In spite of the long-standing simplified assumption that knowledge of language is characterized by a categorical system of grammar, many previous studies have shown that language users also make probabilistic syntactic choices. Previous work towards modeling the probabilistic aspect of human language skills using probabilistic-based models has shown promising results. However, the proposed model relies on a set of strong features. Given the large amount of data available these days, constructing a probabilistic-based model without the reliance on strong features becomes possible.

Article selection in English is one of the most challenging learning tasks for second language learners. The full set of grammar rules in choosing the correct articles has more than 60 rules in it. In this project, you can build a large-scale probabilistic model on article selection. For example, you can keep a sliding window around the article as the features, and train a classifier on the article selection task. The interesting to ask is that although the associated grammar rules are non-probabilistic, can the large amount of data assist a probabilistic model to capture such non-probabilistic rules?
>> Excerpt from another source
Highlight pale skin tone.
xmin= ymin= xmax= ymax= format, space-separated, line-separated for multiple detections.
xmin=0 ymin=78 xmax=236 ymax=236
Relevant datasets might include Google n-grams (if you decide to use just a window of words on either side of the article) or the Hazy dataset (pre-parsed copies of Wikipedia and the ClueWeb2009 corpus) if you use parsed text; much smaller sets of examples labeled as to the "rule" they correspond to, and student performance data, are also available. Nan Li is interested in working with 10-605 students on this project.

Network Analysis of Congressional Tweets

Tae Yano (taey@cs.cmu.edu) is a PhD student that works with Noah Smith on predictive modeling of text, especially in politics. She has collected a large corpus of tweets from and between members of congress - described File:README twt cgrs data.txt. There are a number of interesting things that could be done with this, such as:

  • Link prediction - predict when new links are formed in the network
  • Classification - predict some properties of a congressperson (party, region, above/below median funding from various industries, etc) from network properties, text, or some combination of these
  • ... what can you think of?